El país vive en sobresaltos y el presidente de la República contribuye a ello con su audacia, estilo controversial y parlamentario y su afán de mantener la iniciativa política y liderar la agenda. Petro se comporta más como político en campaña y menos como gobernante. Incluso ya piensa en lo que vendrá al final de su mandato: las elecciones de 2026. Eso tiene su costo pues el país está convulsionado y por ponerle más gasolina se puede ir de bruces.
Convulsionado por hechos de la complejidad nacional y regional y por factores ‘reales’ de poder. Institucionales y no institucionales. Los primeros honran a la democracia -como las posiciones del Congreso y de las Cortes- pero incomodan al poder ejecutivo, que las percibe como amenaza a sus reformas; y los segundos también, pues son la violencia y sus generadores de permanentes amenazas, tales el narcotráfico y la minería ilegal; y la corrupción que carcome la acción del Estado y suele afectarla tanto, como en La Guajira, que no pocas contrariedades le produce al señor Presidente.

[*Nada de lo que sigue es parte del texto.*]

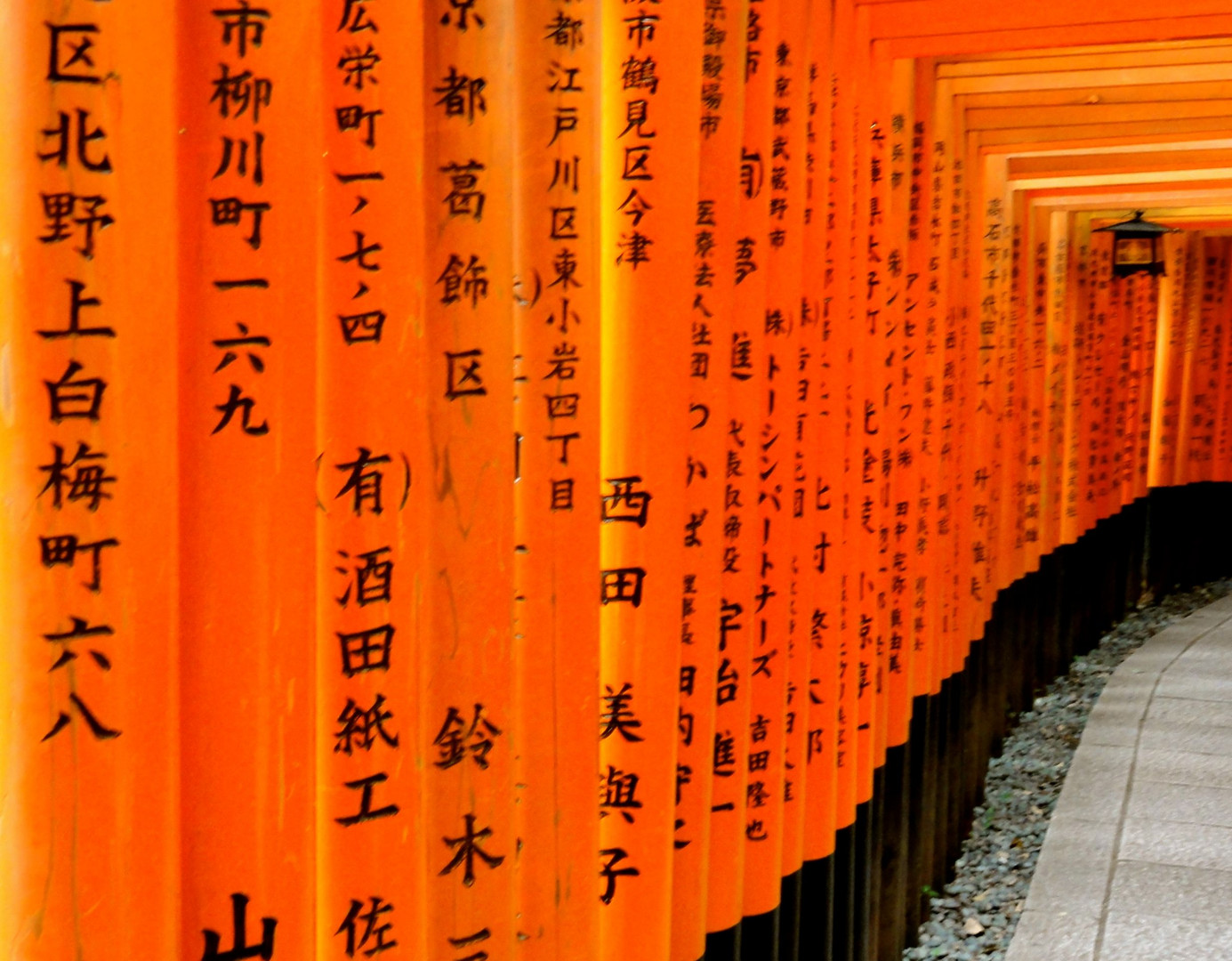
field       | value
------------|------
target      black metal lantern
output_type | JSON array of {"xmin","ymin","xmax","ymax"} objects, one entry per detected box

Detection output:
[{"xmin": 1095, "ymin": 211, "xmax": 1177, "ymax": 278}]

La última manifestación de esa inestabilidad y riesgo se presentó ayer en el suroccidente con la agresión de la disidencia de las FARC que, según lo reconoció el presidente, y lo repetía la oposición a su gobierno, ha venido aprovechando el cese al fuego con el fin de fortalecerse, reclutar menores y hostigar a la población civil. Esta vez fue contra indígenas del Cauca, que provocó la muerte de una importante lideresa. Como si faltara poco en el tortuoso camino de La Paz total.